I have an appraisal objective this year to identify the skills and techniques I believe are needed in my role as a BA. The next step is to create a scheme for rating myself against them and then, finally, to perform the rating itself.

This is similar to a skills matrix that most teams I have worked on have had to one extent or another. I don’t think many people would disagree it’s a useful tool to have, but the problem tends to be that people have a tendency to devise them from scratch each time. This is time consuming and inevitably a lot of effort is spent constructing the matrix itself rather than getting to the whole point of why it exists. That is to help us get better at what we do and to discuss the techniques themselves.

My approach has been to start by looking at what materials and resources already exist. We can be sure others have been through the process also and have created at least a basis for us.

Further, there are professional bodies representing our industry. After all, if I wanted to identify the skills and techniques that say, a surveyor used, The obvious place to start would be the professional body for surveyors – the RICS.

I have been an IIBA (International Institute of Business Analysts) member for some time so my first port of call was the IIBA’s BABOK. Specifically the ‘Techniques’, ‘Underlying Competencies’ and ‘Other Sources of Business Analysis Information’ sections. This gave a good list, if a little generic in places.

I then moved on to look at what the IIBA’s UK equivalent body – the British Computer Society have to offer. This happened to coincide with me undertaking the Business Analysis BCS training pathway (part of ISEB as it used to be called).

The various BCS BA courses all have a detailed syllabus of topics. The BA pathway is made up of a set of mandatory and optional courses. Therefore combining all of these must give a complete (or very close to complete) coverage of the techniques methods tools required by a BA.   Even better, BCS have a predefined scheme for evaluating an individual against the topics according to:

  • Levels of knowledge
  • Levels of skill and responsibility

I now felt I was really getting somewhere. But to make the interpretation of the information easier, it needed a diagram to map out the commonalities. It needed an ‘at a glance’ view of all the topics across-the-board – and how they link. Some topics appear to a lesser or greater extent in more than one course, but can still be grouped under half-a-dozen or so major ‘themes’.
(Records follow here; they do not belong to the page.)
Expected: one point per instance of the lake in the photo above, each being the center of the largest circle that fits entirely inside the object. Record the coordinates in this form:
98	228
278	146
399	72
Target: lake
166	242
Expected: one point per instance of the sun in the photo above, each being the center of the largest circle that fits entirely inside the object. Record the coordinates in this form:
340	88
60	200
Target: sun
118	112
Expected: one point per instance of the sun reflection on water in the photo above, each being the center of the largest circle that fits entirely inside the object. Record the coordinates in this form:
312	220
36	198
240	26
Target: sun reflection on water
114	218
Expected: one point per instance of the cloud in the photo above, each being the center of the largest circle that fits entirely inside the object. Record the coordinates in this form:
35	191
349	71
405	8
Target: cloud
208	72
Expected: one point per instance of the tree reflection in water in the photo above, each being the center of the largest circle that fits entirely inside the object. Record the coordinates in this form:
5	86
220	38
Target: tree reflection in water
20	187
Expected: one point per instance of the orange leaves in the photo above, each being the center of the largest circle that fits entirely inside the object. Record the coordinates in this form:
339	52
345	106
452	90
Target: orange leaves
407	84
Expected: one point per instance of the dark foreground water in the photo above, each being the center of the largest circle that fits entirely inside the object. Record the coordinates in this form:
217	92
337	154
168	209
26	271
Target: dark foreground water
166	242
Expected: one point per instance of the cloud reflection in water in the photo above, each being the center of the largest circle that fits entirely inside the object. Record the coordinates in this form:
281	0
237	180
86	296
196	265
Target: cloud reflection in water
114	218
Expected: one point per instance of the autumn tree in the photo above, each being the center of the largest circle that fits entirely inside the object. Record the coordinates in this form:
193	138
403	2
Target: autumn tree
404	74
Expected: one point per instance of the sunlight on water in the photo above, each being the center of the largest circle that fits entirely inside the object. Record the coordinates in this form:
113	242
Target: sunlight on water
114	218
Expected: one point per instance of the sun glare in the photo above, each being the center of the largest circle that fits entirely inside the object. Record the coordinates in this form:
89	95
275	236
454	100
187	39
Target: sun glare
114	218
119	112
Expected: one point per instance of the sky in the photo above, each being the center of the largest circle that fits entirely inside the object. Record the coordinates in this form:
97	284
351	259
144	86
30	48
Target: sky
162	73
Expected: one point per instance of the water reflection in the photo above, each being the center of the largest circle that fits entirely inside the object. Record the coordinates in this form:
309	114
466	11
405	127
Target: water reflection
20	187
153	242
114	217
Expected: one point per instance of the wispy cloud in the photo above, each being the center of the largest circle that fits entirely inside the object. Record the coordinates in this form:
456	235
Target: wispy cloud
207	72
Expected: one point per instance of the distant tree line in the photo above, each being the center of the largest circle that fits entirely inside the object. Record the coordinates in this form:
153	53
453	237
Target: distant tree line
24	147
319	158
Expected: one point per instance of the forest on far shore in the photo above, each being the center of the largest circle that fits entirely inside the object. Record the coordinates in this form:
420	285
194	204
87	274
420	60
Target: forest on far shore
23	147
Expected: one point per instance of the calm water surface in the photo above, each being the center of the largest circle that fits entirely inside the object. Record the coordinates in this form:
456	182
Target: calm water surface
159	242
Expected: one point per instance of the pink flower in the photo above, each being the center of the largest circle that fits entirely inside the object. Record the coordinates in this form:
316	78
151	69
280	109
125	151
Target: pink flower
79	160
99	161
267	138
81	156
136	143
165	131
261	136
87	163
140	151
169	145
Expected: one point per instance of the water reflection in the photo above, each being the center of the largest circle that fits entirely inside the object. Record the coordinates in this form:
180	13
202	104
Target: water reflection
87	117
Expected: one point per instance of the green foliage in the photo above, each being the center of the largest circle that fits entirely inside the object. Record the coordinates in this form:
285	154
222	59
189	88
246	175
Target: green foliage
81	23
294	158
This was conducted as a post-it-note-exercise initially, with each post-it representing an individual syllabus topic. These were then grouped:

Post it note exercise - Evolving the BA Skills and Techniques Under 'Themes'

And then transferred into a diagram within an Enterprise Architect Model, showing the major ‘themes’ and ‘linkages’:

Skills Matrix Model - Grouped Themes

The finished list, with marking scheme (marks yet to be added) is available here. The list was generated simply by running a report against the Enterprise Architect model.
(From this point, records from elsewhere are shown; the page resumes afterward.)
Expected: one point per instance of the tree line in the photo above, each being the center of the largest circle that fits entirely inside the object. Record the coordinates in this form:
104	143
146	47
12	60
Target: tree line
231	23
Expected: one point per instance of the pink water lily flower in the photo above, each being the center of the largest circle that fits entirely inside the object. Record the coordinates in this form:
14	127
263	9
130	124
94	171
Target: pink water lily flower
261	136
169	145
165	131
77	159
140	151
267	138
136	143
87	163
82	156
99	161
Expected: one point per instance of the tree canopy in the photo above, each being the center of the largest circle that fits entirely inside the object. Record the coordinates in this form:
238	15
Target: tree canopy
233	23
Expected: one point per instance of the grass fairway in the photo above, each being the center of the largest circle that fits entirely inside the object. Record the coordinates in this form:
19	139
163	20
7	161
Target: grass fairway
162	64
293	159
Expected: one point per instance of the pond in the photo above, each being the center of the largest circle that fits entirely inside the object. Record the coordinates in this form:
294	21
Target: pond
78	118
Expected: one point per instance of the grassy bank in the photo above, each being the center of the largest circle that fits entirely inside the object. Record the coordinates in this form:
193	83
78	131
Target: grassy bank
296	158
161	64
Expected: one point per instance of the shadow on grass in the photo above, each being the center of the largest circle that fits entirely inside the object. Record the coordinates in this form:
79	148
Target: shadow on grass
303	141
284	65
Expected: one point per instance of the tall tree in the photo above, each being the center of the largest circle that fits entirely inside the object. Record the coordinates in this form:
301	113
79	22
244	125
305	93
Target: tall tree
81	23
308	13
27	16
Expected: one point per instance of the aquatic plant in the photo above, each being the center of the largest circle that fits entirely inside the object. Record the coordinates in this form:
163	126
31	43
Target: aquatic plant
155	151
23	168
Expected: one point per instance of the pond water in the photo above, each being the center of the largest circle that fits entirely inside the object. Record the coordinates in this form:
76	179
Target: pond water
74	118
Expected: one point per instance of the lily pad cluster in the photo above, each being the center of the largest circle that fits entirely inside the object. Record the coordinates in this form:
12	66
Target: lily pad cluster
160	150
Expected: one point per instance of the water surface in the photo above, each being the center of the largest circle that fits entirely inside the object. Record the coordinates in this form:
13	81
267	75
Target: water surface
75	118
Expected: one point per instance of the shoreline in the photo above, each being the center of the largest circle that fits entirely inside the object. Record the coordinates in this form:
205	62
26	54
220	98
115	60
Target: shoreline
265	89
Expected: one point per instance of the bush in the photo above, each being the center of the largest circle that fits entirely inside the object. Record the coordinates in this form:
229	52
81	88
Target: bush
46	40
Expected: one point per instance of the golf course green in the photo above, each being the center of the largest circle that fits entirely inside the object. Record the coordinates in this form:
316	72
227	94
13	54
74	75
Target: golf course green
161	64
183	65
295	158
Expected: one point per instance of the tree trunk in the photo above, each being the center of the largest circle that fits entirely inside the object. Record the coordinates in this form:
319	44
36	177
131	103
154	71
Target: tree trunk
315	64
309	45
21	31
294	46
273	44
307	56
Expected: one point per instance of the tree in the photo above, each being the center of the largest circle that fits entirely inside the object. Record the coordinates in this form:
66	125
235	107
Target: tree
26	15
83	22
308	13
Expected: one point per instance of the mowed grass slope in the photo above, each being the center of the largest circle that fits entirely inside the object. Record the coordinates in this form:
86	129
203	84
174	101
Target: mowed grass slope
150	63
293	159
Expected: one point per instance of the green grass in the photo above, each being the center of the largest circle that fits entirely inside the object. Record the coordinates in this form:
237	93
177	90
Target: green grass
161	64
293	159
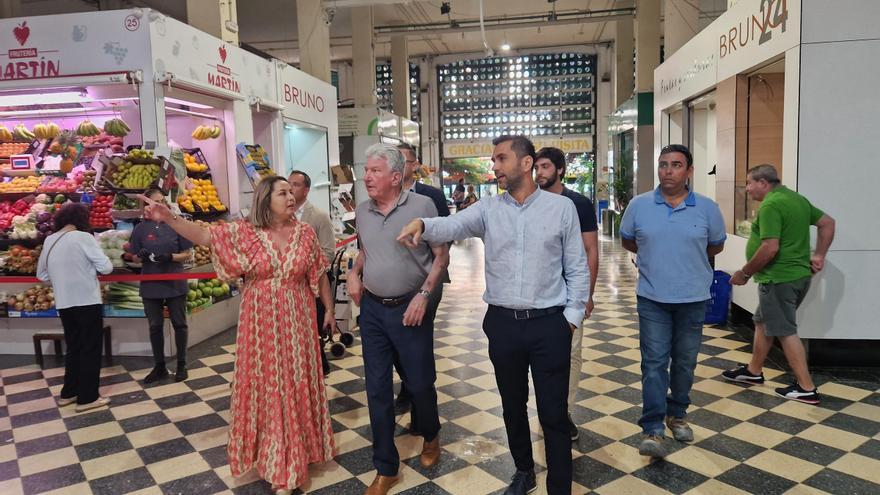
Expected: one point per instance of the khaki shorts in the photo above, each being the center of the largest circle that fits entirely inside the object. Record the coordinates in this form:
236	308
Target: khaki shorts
778	304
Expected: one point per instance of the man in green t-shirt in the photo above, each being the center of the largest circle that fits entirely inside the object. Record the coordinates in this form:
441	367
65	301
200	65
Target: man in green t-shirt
779	258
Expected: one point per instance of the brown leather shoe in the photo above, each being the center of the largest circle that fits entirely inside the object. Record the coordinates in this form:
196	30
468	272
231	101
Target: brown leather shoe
430	453
382	484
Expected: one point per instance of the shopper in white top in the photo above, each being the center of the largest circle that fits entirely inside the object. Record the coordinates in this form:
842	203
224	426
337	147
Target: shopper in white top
71	259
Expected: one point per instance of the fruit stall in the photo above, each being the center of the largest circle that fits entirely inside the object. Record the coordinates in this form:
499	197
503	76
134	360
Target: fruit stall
160	100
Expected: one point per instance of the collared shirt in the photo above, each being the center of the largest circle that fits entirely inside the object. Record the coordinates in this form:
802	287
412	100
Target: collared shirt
534	253
391	269
673	263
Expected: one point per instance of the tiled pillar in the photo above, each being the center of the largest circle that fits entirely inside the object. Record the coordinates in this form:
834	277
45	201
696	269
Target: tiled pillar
212	16
400	76
363	56
314	39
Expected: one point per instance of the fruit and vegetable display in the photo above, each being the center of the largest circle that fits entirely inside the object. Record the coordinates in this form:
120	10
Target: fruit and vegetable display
85	179
193	165
103	139
116	128
10	210
124	202
99	212
20	259
37	298
204	291
202	198
9	149
5	134
87	128
21	184
124	295
203	132
113	243
21	133
49	130
56	185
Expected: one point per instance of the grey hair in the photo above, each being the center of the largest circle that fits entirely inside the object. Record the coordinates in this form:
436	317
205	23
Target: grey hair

From here I went on to rate myself against each heading, and thereby complete the exercise.

Final Note

What is possibly missing in the list above, is a way of relating the entries on the list back to the high-level groupings on the diagram.  Having said that, it is possibly easier and more productive to work from the diagram itself and annotate it while rating yourself and then transfer the results onto the list afterwards. It should also be fairly easy to plug this work into a training and development plan.